What is special about this is not just the scale, which dwarfs similar efforts previously mounted around the country. It is also the way the work is being done. The highly sophisticated, house-by-house lists the walkers carry are the product of a canvassing effort over the summer in which two hundred Sanchez workers armed with PalmPilots surveyed nearly one million homes, gathering key data that would later be used to make so-called knock-skip-drop lists (you knock on the door if the resident is a Democrat, skip it if he’s a Republican, and drop literature if you don’t know). “We were told that Texas was too big to canvass,” says deputy campaign manager Steve Bouchard, who is in Houston to check up on the office. “But we did it anyway.”

Bouchard, in fact, is a special sort of political operative, a veteran of Democrat Mark Warner’s gubernatorial campaign in Virginia last year, in which he carried 52 percent of typically Republican voters. Warner pulled it off in part because of a similar house-to-house canvass. And now Bouchard and two other bright young Warner campaign veterans—GOTV director Dan Berwick and deputy field director Josh Segall—are using what they learned to target Texas voters. Though Houston is the biggest of Sanchez’s field offices, he also has major operations in Dallas and San Antonio and in Hidalgo County. All are following the same script.

After seeing this operation, and after going out with the neighborhood walkers, I was astonished to see just how ineffective the effort proved to be on November 5. The vaunted Hispanic vote never materialized: Sanchez lost Harris County, where voter turnout was below the statewide average, by eleven points. In populous, majority-Hispanic El Paso and Cameron counties, voter turnout was 7 percent and 6 percent below the statewide average, respectively—and the Hispanics who did turn out didn’t necessarily vote Democratic (Perry pulled 39 percent of the vote in Cameron County and 49 percent in Nueces County).
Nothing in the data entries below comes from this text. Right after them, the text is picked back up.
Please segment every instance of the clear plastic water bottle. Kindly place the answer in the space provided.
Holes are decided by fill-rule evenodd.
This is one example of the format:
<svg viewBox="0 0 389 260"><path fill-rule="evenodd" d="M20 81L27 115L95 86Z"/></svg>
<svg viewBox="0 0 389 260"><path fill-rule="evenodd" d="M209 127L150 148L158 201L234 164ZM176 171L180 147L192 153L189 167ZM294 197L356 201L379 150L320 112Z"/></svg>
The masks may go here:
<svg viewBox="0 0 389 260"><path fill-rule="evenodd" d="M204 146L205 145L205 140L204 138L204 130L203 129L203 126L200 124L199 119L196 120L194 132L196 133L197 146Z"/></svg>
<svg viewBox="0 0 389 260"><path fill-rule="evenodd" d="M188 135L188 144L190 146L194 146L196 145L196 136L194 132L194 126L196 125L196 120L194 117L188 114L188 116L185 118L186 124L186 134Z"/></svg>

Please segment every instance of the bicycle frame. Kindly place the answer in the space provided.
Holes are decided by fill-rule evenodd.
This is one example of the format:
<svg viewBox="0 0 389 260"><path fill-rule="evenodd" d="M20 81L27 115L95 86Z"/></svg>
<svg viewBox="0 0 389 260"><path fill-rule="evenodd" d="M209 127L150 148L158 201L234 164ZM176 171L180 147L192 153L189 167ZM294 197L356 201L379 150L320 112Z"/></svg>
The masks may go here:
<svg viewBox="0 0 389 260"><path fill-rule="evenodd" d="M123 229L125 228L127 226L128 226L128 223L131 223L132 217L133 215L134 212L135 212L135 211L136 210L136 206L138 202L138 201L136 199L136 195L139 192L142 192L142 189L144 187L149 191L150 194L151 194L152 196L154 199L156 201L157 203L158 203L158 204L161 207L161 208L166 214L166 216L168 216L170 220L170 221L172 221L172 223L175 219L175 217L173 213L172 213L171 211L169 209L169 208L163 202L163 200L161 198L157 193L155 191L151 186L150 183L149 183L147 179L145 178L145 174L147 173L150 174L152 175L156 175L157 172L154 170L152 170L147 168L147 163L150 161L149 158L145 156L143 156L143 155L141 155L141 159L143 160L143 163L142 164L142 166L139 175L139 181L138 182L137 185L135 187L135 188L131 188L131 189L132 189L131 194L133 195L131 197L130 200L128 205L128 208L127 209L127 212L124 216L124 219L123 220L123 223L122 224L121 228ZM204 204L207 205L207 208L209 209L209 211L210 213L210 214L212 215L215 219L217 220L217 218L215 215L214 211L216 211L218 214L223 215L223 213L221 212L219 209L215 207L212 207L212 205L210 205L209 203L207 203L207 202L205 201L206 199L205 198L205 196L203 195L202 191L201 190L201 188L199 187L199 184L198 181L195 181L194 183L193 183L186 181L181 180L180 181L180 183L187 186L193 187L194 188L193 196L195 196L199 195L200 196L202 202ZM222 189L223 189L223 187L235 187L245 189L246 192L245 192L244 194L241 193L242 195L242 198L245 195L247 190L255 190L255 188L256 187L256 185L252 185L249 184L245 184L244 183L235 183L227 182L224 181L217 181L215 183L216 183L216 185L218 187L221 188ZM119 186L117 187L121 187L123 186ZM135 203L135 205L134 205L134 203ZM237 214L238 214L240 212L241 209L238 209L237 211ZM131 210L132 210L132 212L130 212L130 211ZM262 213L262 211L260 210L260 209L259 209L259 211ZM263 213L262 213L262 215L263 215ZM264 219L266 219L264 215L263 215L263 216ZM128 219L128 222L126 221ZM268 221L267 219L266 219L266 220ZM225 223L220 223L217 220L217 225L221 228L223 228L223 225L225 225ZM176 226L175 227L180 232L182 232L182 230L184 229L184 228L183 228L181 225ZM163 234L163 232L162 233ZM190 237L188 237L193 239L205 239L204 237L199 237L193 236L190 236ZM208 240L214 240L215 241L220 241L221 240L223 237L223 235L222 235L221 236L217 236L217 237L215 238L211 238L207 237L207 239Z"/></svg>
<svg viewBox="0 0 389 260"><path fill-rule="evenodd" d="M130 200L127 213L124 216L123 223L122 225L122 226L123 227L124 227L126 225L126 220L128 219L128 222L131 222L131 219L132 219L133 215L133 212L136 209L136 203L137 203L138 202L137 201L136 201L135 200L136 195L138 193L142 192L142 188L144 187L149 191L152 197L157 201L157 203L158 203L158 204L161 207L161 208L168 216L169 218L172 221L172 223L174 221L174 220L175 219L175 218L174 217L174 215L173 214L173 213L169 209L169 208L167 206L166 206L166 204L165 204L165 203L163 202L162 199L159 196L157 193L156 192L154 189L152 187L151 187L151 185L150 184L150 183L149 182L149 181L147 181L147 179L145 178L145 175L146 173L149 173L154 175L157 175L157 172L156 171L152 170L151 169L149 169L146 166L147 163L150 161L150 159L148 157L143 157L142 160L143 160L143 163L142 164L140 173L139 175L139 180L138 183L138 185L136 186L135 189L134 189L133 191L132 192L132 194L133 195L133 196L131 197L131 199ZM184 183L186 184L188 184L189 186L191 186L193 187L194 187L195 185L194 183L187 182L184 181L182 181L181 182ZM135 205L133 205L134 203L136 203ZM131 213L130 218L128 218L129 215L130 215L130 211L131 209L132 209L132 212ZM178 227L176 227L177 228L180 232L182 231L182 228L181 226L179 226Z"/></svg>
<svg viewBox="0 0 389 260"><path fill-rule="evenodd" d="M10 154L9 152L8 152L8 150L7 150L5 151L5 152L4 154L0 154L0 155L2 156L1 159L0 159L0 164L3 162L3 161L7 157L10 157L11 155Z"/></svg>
In spite of having a highly visible Hispanic candidate, and in spite of being contacted numerous times, voters simply did not respond. The celebrated get-out-the-vote operation that had been hyped as a revolution in Texas politics proved to be yet another myth created by Sanchez’s money.

AT DON JUAN’S MEXICAN RESTAURANT in McAllen, the crowd is on its feet. They are loud, raucous. At the microphone, Sanchez slips in and out of Spanish and English. He tells jokes. The crowd cheers. They love him. Almost all of the rest of the Democratic statewide candidates are here (only Ron Kirk is missing), and Sanchez is the best speaker in the group. These are his people—”mi raza,” he calls them. They let loose with what is by now a familiar chant at Sanchez campaign stops: “To-ny! To-ny!” With just a few days to go before the election, it is apparent how vastly improved Sanchez is as a candidate, especially when he’s in South Texas, where he feels most comfortable. He is far better at this than he used to be. “Rick Perry got one million dollars from the insurance companies, and they said turn your head while we raise rates!” he thunders. The mostly Stetson-clad crowd yells and applauds. Then he says, “When you come to my office as governor, you won’t have to bring any money!” Laughter and more applause.

From the back of Don Juan’s, it is easy to believe that Sanchez is everything he says he is, that his campaign can deliver on all of its promises, that this giant untapped electorate really is out there, and that they really do love him.

Four days later, on November 5, we all knew better. And so did he.